Re: [PATCH v4] KVM: nVMX: Don't leak L1 MMIO regions to L2

Sean Christopherson <sean.j.christopherson@xxxxxxxxx> · Mon, 14 Oct 2019 18:07:40 -0700

On Mon, Oct 14, 2019 at 05:13:04PM -0700, Jim Mattson wrote:
> If the "virtualize APIC accesses" VM-execution control is set in the
> VMCS, the APIC virtualization hardware is triggered when a page walk
> in VMX non-root mode terminates at a PTE wherein the address of the 4k
> page frame matches the APIC-access address specified in the VMCS. On
> hardware, the APIC-access address may be any valid 4k-aligned physical
> address.
> 
> KVM's nVMX implementation enforces the additional constraint that the
> APIC-access address specified in the vmcs12 must be backed by
> a "struct page" in L1. If not, L0 will simply clear the "virtualize
> APIC accesses" VM-execution control in the vmcs02.
> 
> The problem with this approach is that the L1 guest has arranged the
> vmcs12 EPT tables--or shadow page tables, if the "enable EPT"
> VM-execution control is clear in the vmcs12--so that the L2 guest
> physical address(es)--or L2 guest linear address(es)--that reference
> the L2 APIC map to the APIC-access address specified in the
> vmcs12. Without the "virtualize APIC accesses" VM-execution control in
> the vmcs02, the APIC accesses in the L2 guest will directly access the
> APIC-access page in L1.
> 
> When there is no mapping whatsoever for the APIC-access address in L1,
> the L2 VM just loses the intended APIC virtualization. However, when
> the APIC-access address is mapped to an MMIO region in L1, the L2
> guest gets direct access to the L1 MMIO device. For example, if the
> APIC-access address specified in the vmcs12 is 0xfee00000, then L2
> gets direct access to L1's APIC.
> 
> Since this vmcs12 configuration is something that KVM cannot
> faithfully emulate, the appropriate response is to exit to userspace
> with KVM_INTERNAL_ERROR_EMULATION.
> 
> Fixes: fe3ef05c7572 ("KVM: nVMX: Prepare vmcs02 from vmcs01 and vmcs12")
> Reported-by: Dan Cross <dcross@xxxxxxxxxx>
> Signed-off-by: Jim Mattson <jmattson@xxxxxxxxxx>
> Reviewed-by: Peter Shier <pshier@xxxxxxxxxx>
> ---

With two nits below:

Reviewed-by: Sean Christopherson <sean.j.christopherson@xxxxxxxxx>

> @@ -3244,13 +3247,9 @@ static int nested_vmx_run(struct kvm_vcpu *vcpu, bool launch)
>  	 * the nested entry.
>  	 */
>  	vmx->nested.nested_run_pending = 1;
> -	ret = nested_vmx_enter_non_root_mode(vcpu, true);
> -	vmx->nested.nested_run_pending = !ret;
> -	if (ret > 0)
> -		return 1;
> -	else if (ret)
> -		return nested_vmx_failValid(vcpu,
> -			VMXERR_ENTRY_INVALID_CONTROL_FIELD);
> +	status = nested_vmx_enter_non_root_mode(vcpu, true);
> +	if (unlikely(status != NVMX_VMENTRY_SUCCESS))

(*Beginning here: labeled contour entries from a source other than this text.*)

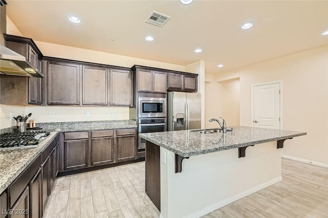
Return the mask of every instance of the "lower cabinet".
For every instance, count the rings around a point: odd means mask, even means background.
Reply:
[[[91,165],[107,164],[114,161],[114,138],[91,139]]]
[[[49,192],[49,157],[41,165],[42,168],[42,211],[43,214],[48,200]]]
[[[116,162],[135,159],[136,149],[135,136],[116,137]]]
[[[28,186],[19,199],[11,208],[11,218],[28,218],[30,217],[30,188]],[[31,216],[32,217],[32,216]],[[34,218],[34,217],[33,217]]]
[[[88,139],[64,141],[64,170],[85,168],[88,166]]]
[[[30,215],[42,217],[42,177],[41,167],[30,182]]]

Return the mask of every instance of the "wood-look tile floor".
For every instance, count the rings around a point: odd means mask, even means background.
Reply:
[[[203,217],[328,218],[328,168],[282,159],[282,181]],[[59,177],[45,217],[158,217],[145,162]]]

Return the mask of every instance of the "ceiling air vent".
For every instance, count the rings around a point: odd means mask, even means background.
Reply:
[[[153,11],[146,20],[146,23],[162,27],[171,17],[160,13]]]

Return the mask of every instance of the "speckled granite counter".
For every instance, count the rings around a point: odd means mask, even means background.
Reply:
[[[306,135],[306,133],[284,130],[235,127],[234,134],[201,134],[199,131],[180,130],[143,133],[143,139],[183,157],[289,139]]]
[[[39,123],[37,126],[48,131],[76,132],[91,130],[114,129],[117,128],[136,128],[135,121],[107,120],[84,122],[61,122]]]
[[[57,132],[51,132],[36,147],[0,150],[0,193],[24,171],[57,134]]]

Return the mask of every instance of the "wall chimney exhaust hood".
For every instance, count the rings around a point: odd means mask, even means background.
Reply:
[[[0,74],[13,76],[44,77],[25,57],[0,45]]]

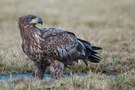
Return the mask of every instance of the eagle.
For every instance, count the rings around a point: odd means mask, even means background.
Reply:
[[[83,60],[86,65],[88,61],[100,62],[97,50],[101,47],[77,38],[72,32],[57,28],[40,29],[37,24],[43,24],[43,21],[35,15],[19,17],[22,49],[35,64],[36,78],[43,79],[47,66],[50,66],[51,77],[58,79],[63,77],[66,66],[78,60]]]

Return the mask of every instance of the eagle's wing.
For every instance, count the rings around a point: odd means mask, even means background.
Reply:
[[[55,28],[49,28],[42,31],[41,47],[47,57],[72,64],[72,61],[83,59],[87,61],[99,62],[100,57],[96,50],[101,48],[92,46],[88,41],[76,38],[75,34]]]
[[[48,57],[64,63],[72,63],[84,55],[84,45],[78,42],[75,34],[55,28],[42,30],[42,50]]]

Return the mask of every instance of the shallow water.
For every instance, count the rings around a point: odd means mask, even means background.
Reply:
[[[64,74],[64,77],[72,77],[72,76],[86,76],[85,73],[82,74]],[[7,74],[7,75],[0,75],[0,81],[3,80],[16,80],[19,78],[32,78],[32,74]],[[45,74],[44,75],[45,80],[51,80],[50,74]]]

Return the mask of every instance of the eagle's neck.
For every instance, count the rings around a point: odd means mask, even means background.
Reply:
[[[40,30],[34,25],[26,25],[26,26],[20,25],[19,28],[20,28],[21,38],[23,40],[36,38],[35,36],[40,37],[41,34]]]

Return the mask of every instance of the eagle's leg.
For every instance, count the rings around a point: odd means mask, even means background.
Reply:
[[[38,79],[43,79],[45,69],[46,69],[46,65],[44,63],[41,62],[36,63],[35,77]]]
[[[63,77],[64,64],[60,61],[53,61],[50,65],[52,79]]]

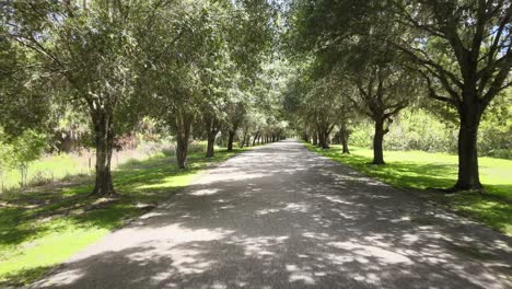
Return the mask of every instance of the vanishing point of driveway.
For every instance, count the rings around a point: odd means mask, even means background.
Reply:
[[[206,171],[33,288],[512,288],[512,241],[296,141]]]

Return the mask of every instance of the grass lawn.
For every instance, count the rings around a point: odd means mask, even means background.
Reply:
[[[423,151],[386,151],[386,165],[369,164],[370,149],[350,148],[342,154],[340,146],[322,150],[310,143],[306,148],[395,187],[407,189],[447,188],[457,178],[457,155]],[[421,196],[443,204],[452,210],[479,220],[490,228],[512,235],[512,161],[479,158],[480,181],[486,193],[430,193]]]
[[[167,199],[209,163],[243,151],[189,155],[189,167],[178,170],[174,158],[163,154],[131,161],[114,172],[121,197],[93,199],[91,176],[0,195],[0,287],[25,285],[53,266],[97,241],[127,220]]]

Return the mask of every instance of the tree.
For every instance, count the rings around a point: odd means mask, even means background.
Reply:
[[[132,33],[146,2],[85,3],[11,1],[3,9],[11,38],[32,49],[47,72],[66,80],[62,89],[71,92],[66,102],[88,111],[96,149],[92,194],[108,196],[115,194],[110,174],[115,115],[133,92]]]
[[[512,85],[512,2],[389,2],[396,20],[410,28],[393,44],[418,66],[430,99],[458,114],[458,176],[453,189],[480,189],[478,127],[491,101]]]

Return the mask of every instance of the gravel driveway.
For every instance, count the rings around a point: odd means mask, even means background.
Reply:
[[[288,140],[206,171],[32,288],[512,288],[512,240]]]

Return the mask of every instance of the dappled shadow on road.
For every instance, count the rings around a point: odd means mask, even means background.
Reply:
[[[36,288],[510,288],[511,240],[279,142],[235,157]]]

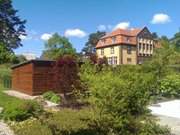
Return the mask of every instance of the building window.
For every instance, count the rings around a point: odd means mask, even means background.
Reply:
[[[132,48],[131,46],[127,46],[127,54],[131,54]]]
[[[152,45],[150,45],[150,51],[152,51]]]
[[[106,40],[105,40],[105,39],[102,39],[101,42],[102,42],[102,44],[105,44],[105,43],[106,43]]]
[[[114,47],[111,47],[110,49],[111,49],[111,50],[110,50],[110,53],[111,53],[111,54],[114,54]]]
[[[143,44],[143,51],[145,50],[145,44]]]
[[[114,57],[113,59],[114,65],[117,65],[117,57]]]
[[[127,58],[127,64],[131,64],[131,58]]]
[[[130,42],[130,37],[126,37],[126,41],[127,41],[127,42]]]
[[[112,57],[108,57],[108,64],[112,65]]]
[[[101,55],[104,55],[104,49],[101,49]]]
[[[139,44],[139,50],[141,50],[141,43]]]
[[[116,37],[112,37],[112,43],[116,43]]]
[[[147,51],[149,50],[149,45],[146,45],[146,50],[147,50]]]
[[[108,57],[108,64],[109,65],[117,65],[117,57]]]

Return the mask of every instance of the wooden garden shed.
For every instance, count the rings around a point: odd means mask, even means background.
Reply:
[[[30,60],[12,67],[12,89],[28,95],[53,90],[55,61]]]

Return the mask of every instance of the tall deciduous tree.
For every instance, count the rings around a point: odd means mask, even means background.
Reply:
[[[95,33],[92,33],[89,35],[89,39],[86,42],[84,48],[82,49],[82,52],[85,54],[91,54],[95,53],[95,47],[101,37],[103,37],[106,33],[97,31]]]
[[[42,57],[44,59],[56,60],[63,55],[75,55],[76,50],[72,47],[72,44],[66,37],[61,37],[58,33],[45,43],[46,50],[43,52]]]
[[[26,21],[21,20],[17,12],[11,0],[0,0],[0,43],[9,52],[22,46],[20,36],[25,35]]]

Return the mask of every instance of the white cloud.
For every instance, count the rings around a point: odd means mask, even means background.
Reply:
[[[32,37],[31,36],[25,36],[25,35],[20,35],[19,36],[19,38],[21,39],[21,40],[31,40],[32,39]]]
[[[78,38],[83,38],[87,34],[86,32],[80,30],[80,29],[67,29],[64,33],[66,37],[78,37]]]
[[[130,26],[130,22],[120,22],[118,23],[115,27],[114,27],[114,30],[115,29],[128,29]]]
[[[41,35],[41,39],[44,40],[44,41],[47,41],[51,37],[52,37],[52,34],[49,34],[49,33],[44,33],[44,34]]]
[[[101,24],[101,25],[98,26],[98,30],[99,30],[99,31],[105,31],[106,29],[107,29],[107,28],[106,28],[105,25],[102,25],[102,24]]]
[[[20,38],[21,40],[26,40],[26,39],[27,39],[27,36],[20,35],[19,38]]]
[[[170,16],[164,13],[158,13],[153,16],[153,19],[151,20],[152,24],[165,24],[171,21]]]

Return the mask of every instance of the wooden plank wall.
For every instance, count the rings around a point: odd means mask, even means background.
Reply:
[[[33,64],[26,64],[12,71],[12,89],[29,95],[33,91]]]

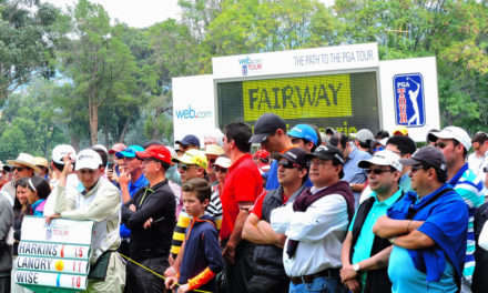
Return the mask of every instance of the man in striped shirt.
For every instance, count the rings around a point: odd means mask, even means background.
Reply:
[[[440,132],[430,133],[437,138],[435,146],[443,151],[447,162],[448,183],[461,195],[468,205],[469,224],[465,269],[462,271],[461,292],[471,292],[471,279],[475,271],[474,215],[484,203],[482,183],[469,169],[466,156],[471,148],[468,133],[457,127],[447,127]]]

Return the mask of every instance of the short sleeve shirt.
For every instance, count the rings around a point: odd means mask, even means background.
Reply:
[[[263,192],[263,179],[251,154],[244,154],[228,168],[222,201],[221,239],[226,240],[234,231],[235,220],[238,215],[240,202],[254,202]]]

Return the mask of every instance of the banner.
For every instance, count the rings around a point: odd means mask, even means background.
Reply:
[[[17,284],[34,292],[87,290],[92,221],[26,216],[14,261]]]

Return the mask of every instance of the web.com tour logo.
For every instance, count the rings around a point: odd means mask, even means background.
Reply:
[[[189,104],[189,109],[174,110],[176,119],[205,119],[212,118],[212,111],[197,111]]]

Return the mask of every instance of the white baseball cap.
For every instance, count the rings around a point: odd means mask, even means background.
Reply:
[[[79,171],[81,169],[91,169],[95,170],[102,165],[102,159],[100,154],[92,149],[84,149],[77,156],[77,164],[74,170]]]
[[[466,151],[471,149],[471,138],[469,138],[466,130],[458,127],[447,127],[439,132],[430,132],[429,135],[445,140],[457,140],[465,146]]]
[[[77,151],[69,144],[59,144],[52,149],[52,161],[57,164],[64,164],[63,158],[70,154],[70,159],[77,159]]]
[[[383,150],[383,151],[376,152],[372,156],[372,159],[369,159],[369,160],[359,161],[357,166],[366,169],[366,168],[369,168],[372,164],[389,165],[389,166],[393,166],[394,169],[401,172],[403,166],[401,166],[399,160],[400,160],[400,158],[396,153],[388,151],[388,150]]]

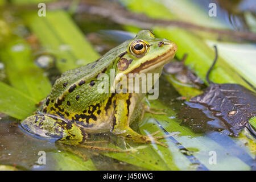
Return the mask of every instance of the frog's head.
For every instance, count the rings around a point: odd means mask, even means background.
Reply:
[[[127,50],[119,56],[116,71],[126,75],[160,73],[163,65],[171,61],[177,51],[174,42],[156,38],[148,30],[139,31],[134,39],[124,44],[127,46]]]

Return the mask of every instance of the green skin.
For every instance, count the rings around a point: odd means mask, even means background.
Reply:
[[[147,47],[141,54],[131,49],[131,44],[138,40]],[[155,38],[149,31],[141,31],[135,38],[111,49],[98,60],[64,73],[42,107],[25,119],[21,126],[34,135],[71,145],[84,143],[88,133],[109,131],[129,140],[148,143],[153,138],[154,142],[160,144],[156,141],[159,137],[142,136],[129,127],[141,116],[141,101],[145,94],[100,93],[97,86],[102,81],[97,77],[105,73],[110,77],[110,69],[115,69],[115,75],[158,73],[160,76],[163,65],[176,51],[174,42]]]

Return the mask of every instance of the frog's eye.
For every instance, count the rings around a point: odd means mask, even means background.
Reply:
[[[131,44],[130,48],[134,53],[141,55],[147,50],[147,45],[142,40],[136,40]]]

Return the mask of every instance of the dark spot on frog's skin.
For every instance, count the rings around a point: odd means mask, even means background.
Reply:
[[[48,106],[48,105],[49,105],[49,99],[47,98],[47,100],[46,100],[46,105]]]
[[[106,104],[106,106],[105,106],[105,108],[104,108],[104,109],[106,111],[109,109],[109,107],[110,106],[111,104],[112,104],[112,99],[114,97],[114,95],[115,95],[114,94],[112,94],[111,95],[111,96],[108,100],[107,104]]]
[[[57,98],[57,104],[58,105],[61,105],[62,104],[62,102],[64,100],[64,98],[63,99],[59,99],[59,98]]]
[[[90,82],[90,85],[91,86],[93,86],[93,85],[95,85],[95,82],[93,80],[93,81],[91,81]]]
[[[95,67],[95,66],[97,65],[97,63],[95,63],[94,64],[93,64],[92,66],[92,68],[93,68],[94,67]]]
[[[104,73],[106,71],[106,68],[105,68],[104,70],[101,72],[102,73]]]
[[[127,51],[125,51],[125,52],[122,52],[122,53],[121,53],[118,56],[118,57],[123,57],[124,55],[125,55],[126,54],[126,53],[127,53]]]
[[[65,82],[63,83],[63,87],[66,87],[66,86],[68,85],[68,82]]]
[[[75,89],[76,88],[76,85],[74,84],[71,87],[69,87],[69,89],[68,89],[68,92],[71,93],[73,91],[74,91]]]
[[[130,108],[130,105],[131,104],[131,101],[130,101],[130,99],[131,97],[131,94],[129,94],[129,97],[128,99],[126,100],[126,104],[127,104],[127,115],[129,114],[129,108]]]
[[[127,138],[131,138],[131,135],[127,134],[126,135],[126,136],[125,136],[125,137],[126,137]]]
[[[79,82],[79,86],[81,86],[81,85],[84,85],[84,84],[85,84],[85,81],[84,81],[84,80],[81,80],[81,81]]]
[[[57,115],[59,115],[59,116],[60,116],[62,118],[64,118],[64,116],[63,115],[63,114],[60,113],[59,111],[57,111],[56,113]]]
[[[126,70],[128,68],[129,66],[129,61],[125,58],[121,59],[118,63],[117,63],[117,67],[118,67],[119,70],[122,71]]]
[[[80,116],[79,114],[76,114],[75,115],[75,118],[76,118],[76,120],[79,121],[79,119],[81,118],[81,116]]]
[[[160,41],[158,43],[158,47],[161,47],[164,45],[164,42],[163,41]]]

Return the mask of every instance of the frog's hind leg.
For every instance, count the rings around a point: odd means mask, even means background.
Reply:
[[[143,136],[133,130],[129,126],[129,114],[130,107],[129,104],[132,104],[133,101],[129,97],[125,99],[119,99],[117,101],[116,106],[114,111],[114,121],[112,123],[112,133],[119,136],[123,136],[127,140],[134,141],[137,143],[154,143],[164,147],[167,146],[158,142],[159,139],[169,137],[169,135],[154,136],[159,131],[155,132],[151,136]],[[129,109],[125,109],[126,108]]]

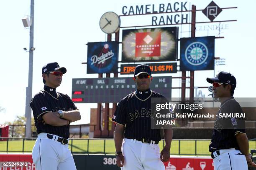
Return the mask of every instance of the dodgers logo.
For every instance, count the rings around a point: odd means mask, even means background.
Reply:
[[[205,44],[195,42],[189,44],[186,49],[185,58],[189,63],[197,66],[205,62],[208,54],[208,49]]]
[[[116,72],[118,46],[116,42],[89,42],[87,73]]]

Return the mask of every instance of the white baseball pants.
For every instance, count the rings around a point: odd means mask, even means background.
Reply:
[[[123,170],[164,170],[160,159],[158,144],[143,143],[135,139],[124,138],[122,145]]]
[[[215,170],[246,170],[248,169],[245,156],[235,148],[220,150],[220,155],[213,152]]]
[[[36,170],[76,170],[68,145],[57,141],[59,136],[54,135],[52,140],[48,139],[47,134],[39,134],[33,148],[32,158]]]

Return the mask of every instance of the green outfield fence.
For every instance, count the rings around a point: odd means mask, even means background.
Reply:
[[[36,138],[0,138],[0,152],[31,152]],[[209,140],[174,139],[171,154],[209,155]],[[161,150],[164,140],[159,141]],[[256,139],[249,140],[249,150],[256,149]],[[70,138],[69,148],[72,153],[113,154],[115,152],[113,139]]]

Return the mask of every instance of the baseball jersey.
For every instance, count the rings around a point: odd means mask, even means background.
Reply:
[[[161,140],[160,129],[151,129],[151,98],[164,97],[150,89],[137,90],[123,98],[117,106],[112,121],[125,127],[124,137],[145,138],[155,141]]]
[[[33,111],[35,125],[38,134],[45,132],[68,138],[69,136],[69,125],[54,126],[44,125],[43,116],[49,112],[77,110],[70,98],[66,94],[56,91],[55,88],[46,85],[32,98],[30,107]]]
[[[230,98],[221,103],[219,113],[243,113],[239,104]],[[219,118],[214,123],[214,129],[209,150],[213,152],[220,149],[235,148],[240,150],[236,135],[238,133],[245,133],[245,118]]]

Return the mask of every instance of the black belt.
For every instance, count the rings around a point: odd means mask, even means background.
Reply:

KVM doesn't usually add (un)likely annotations for things that are under
L1's control.  The "unlikely(vmx->fail)" in nested_vmx_exit_reflected() is
there because it's true iff KVM missed a VM-Fail condition that was caught
by hardware.

> +		goto vmentry_failed;
>  
>  	/* Hide L1D cache contents from the nested guest.  */
>  	vmx->vcpu.arch.l1tf_flush_l1d = true;
> @@ -3281,6 +3280,16 @@ static int nested_vmx_run(struct kvm_vcpu *vcpu, bool launch)
>  		return kvm_vcpu_halt(vcpu);
>  	}
>  	return 1;
> +
> +vmentry_failed:
> +	vmx->nested.nested_run_pending = 0;
> +	if (status == NVMX_VMENTRY_KVM_INTERNAL_ERROR)
> +		return 0;
> +	if (status == NVMX_VMENTRY_VMEXIT)
> +		return 1;
> +	WARN_ON_ONCE(status != NVMX_VMENTRY_VMFAIL);
> +	return nested_vmx_failValid(vcpu,
> +				    VMXERR_ENTRY_INVALID_CONTROL_FIELD);

This can fit on a single line.

>  }
>  
>  /*